Of course, this was all just classic Giles preamble for another review, which was a disastrous lunch at Ave Mario, from the French Big Mamma chain that “hit London a couple of years ago with two huge smashes, Gloria and Circolo Popolare”. He’d avoided those two, but took the family along to Ave Mario on the last day of the holidays.

The children were “awed to a hush” by the “stonking room”, but they only got to walk through it on the way to their table, in “a low-ceilinged half-basement, pinched between the loos and the till”. The food was “all minging”, so they paid by QR code, left, and “went across the road to Five Guys”. (0/30)

*****

The Scotsman

Gaby Soutar reviewed The Palmerston, an Edinburgh newcomer, in a former Royal Bank of Scotland building, from ex-Harwood Arms GM James Snowdon and ex-Spring chef Lloyd Morse; even before she’d been, Gaby was recommending it to friends – “all the positive signs were there”.

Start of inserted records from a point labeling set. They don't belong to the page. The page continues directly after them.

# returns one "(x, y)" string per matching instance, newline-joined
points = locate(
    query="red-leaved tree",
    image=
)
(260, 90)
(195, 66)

It’s an “all-day restaurant and bakery” with a menu that’s “classic, but with the occasional twist”; GAby’s meal started with a “grown-up” cocktail and “magnificent” sourdough, and ended with a roast hazelnut and black fig tart made her “swoon”. (“I probably don’t have the words to describe how much I loved it.”)

“There’s something about The Palmerston that’s like a collision between old fashioned and new fangled… it’s quite exciting.”

*****

And also…

Tim Hayward in The Financial Times introduced us to The Parlour, on a farm in Dorset, which he declared “an absolute Oscar-winner” of a restaurant; “‘I obviously wasn’t going to resist fat strips of crisp grilled pork belly with peperonata and ’nduja aioli, in heroic portions. I mean, who could?”

Also in The FT’s How To Spend It, an interview with Jesus Adorno, “legendary maître d’ of Le Caprice, on why he made the move to Brown’s Hotel”.

*****

It’s a tough job, but someone’s got to do it. William Sitwell in The Telegraph reviewed The Vineyard at Stockcross, and had a “near-perfect” meal, apart from a few decorative grains that he wasn’t supposed to eat. (****)

*****

The Birmingham Mail reported on the “raunchy” hoardings promising £45k salaries to the head chef at the forthcoming Albert’s Schloss (sister to the Manchester original), which will open in the Paradise development in November.